I had a new experience today. My mat was near the window and the morning sun was shining through. At first, this was really nice. Then the window started to fog a little with sweat, and those beads of water seemed to focus the sunlight, which also started to shine more directly on me. So it got hotter and hotter right where I was. That may have had something to do with my not getting my energy back in the floor series. Anyway, from now on, I'm going to think twice before setting up for an early morning class by the window.
In yesterday's meditation, Gates talked about how you only hear and understand lessons when you are ready to learn from them. I don't think this would come as a surprise to any Bikramite. I don't know how many times I've suddenly heard, or realized something, about the dialogue only at the point when my body was ready to do that thing.

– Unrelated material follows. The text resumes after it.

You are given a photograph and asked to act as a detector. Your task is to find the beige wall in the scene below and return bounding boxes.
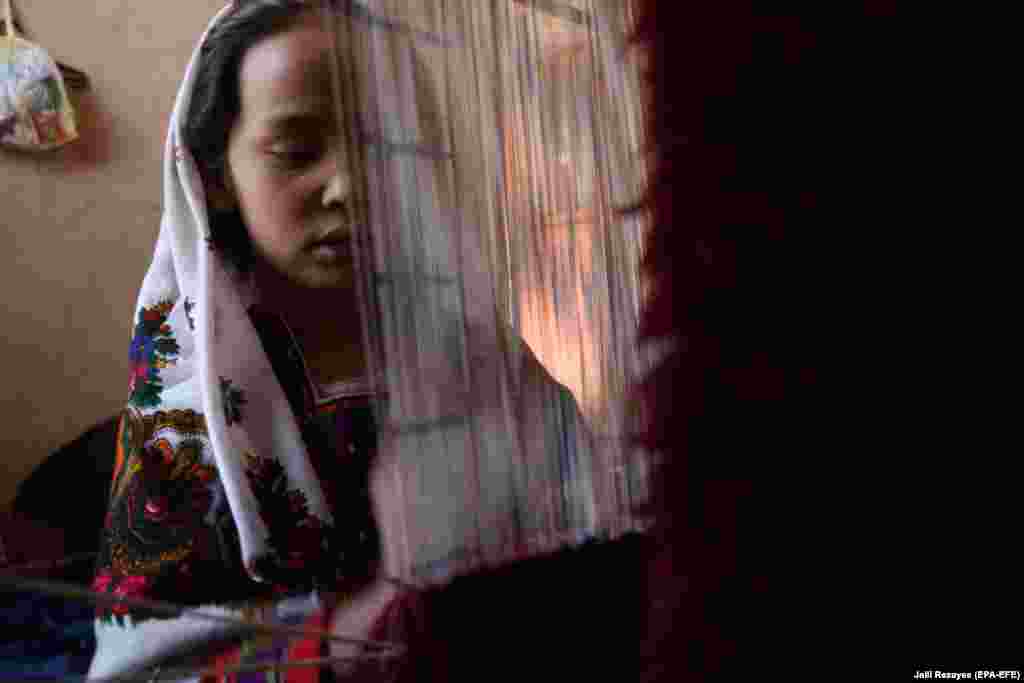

There was a phrase I particularly liked when he was talking about his own practice, he was learning to get "glimpses of the hugeness of the ordinary." Thomas Hardy once said something to the effect that there are no boring landscapes and no boring towns, and that becoming bored by such showed a character flaw, a lack of imagination. I think this is the sort of thing that Gate's is getting at when he talks about the hugeness of the ordinary. It goes back to his first definition of the practice of yoga as "celebrating what is". The idea is to become open and involved with otherwise everyday things.